Transcribed by Ted Crawford.
Marked up by Einde O’Callaghan for the Marxists’ Internet Archive.


Bax has presented the article I wrote some weeks ago in the Neue Zeit on the Turkish question in a manner that compels me to reply.

The leading idea of my article is condensed in the following passage in it: –

Prima facie there is for Socialists inducement to sympathise with every struggle for emancipation, and generally it will be right to investigate the case at the outset from this point of view, so natural for a democratic party. Let us first satisfy sentiment, and then ask whether sense and just interest come to the same conclusion, or where they modify it.

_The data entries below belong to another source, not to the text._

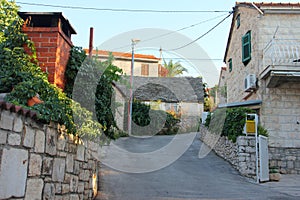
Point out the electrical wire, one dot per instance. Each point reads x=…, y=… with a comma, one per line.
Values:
x=172, y=32
x=121, y=9
x=181, y=47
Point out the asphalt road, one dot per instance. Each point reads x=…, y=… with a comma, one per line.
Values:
x=188, y=178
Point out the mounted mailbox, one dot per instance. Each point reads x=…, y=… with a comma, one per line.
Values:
x=251, y=123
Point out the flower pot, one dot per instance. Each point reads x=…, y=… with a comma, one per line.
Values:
x=34, y=100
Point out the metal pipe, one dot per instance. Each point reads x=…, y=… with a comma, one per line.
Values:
x=91, y=41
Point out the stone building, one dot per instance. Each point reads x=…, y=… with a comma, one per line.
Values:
x=51, y=33
x=181, y=95
x=262, y=58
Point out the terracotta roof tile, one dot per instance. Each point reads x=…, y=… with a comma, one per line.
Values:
x=259, y=4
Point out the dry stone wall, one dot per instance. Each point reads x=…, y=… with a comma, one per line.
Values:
x=37, y=162
x=240, y=154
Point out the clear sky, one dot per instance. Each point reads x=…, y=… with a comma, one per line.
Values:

Not every rising of conquered races against their conquerors is, however, in the same manner a struggle for emancipation. Africa harbours tribes who adjudge to themselves the right of trading in slaves, and who can only be prevented from this sort of thing by the civilised nations of Europe. Their risings against the latter do not interest us – nay, will have us, in given cases, as opponents. The same applies to those barbaric and semi-barbaric races who make it a regular profession to invade neighboring agricultural communities, to rob cattle, etc. Races who are hostile to, or incapable of, civilisation, cannot claim our sympathy when they stand against civilisation. We do not acknowledge any right of robbery, nor any right of hunters over or against cultivators. To put it briefly, strongly as we criticise present civilisation, we acknowledge its relative acquisitions, and make them a criterion of our sympathy. We will condemn and oppose certain methods of the subjugation of savage races, but not that savage races are at all subjugated and compelled to conform with the rules of higher civilisation.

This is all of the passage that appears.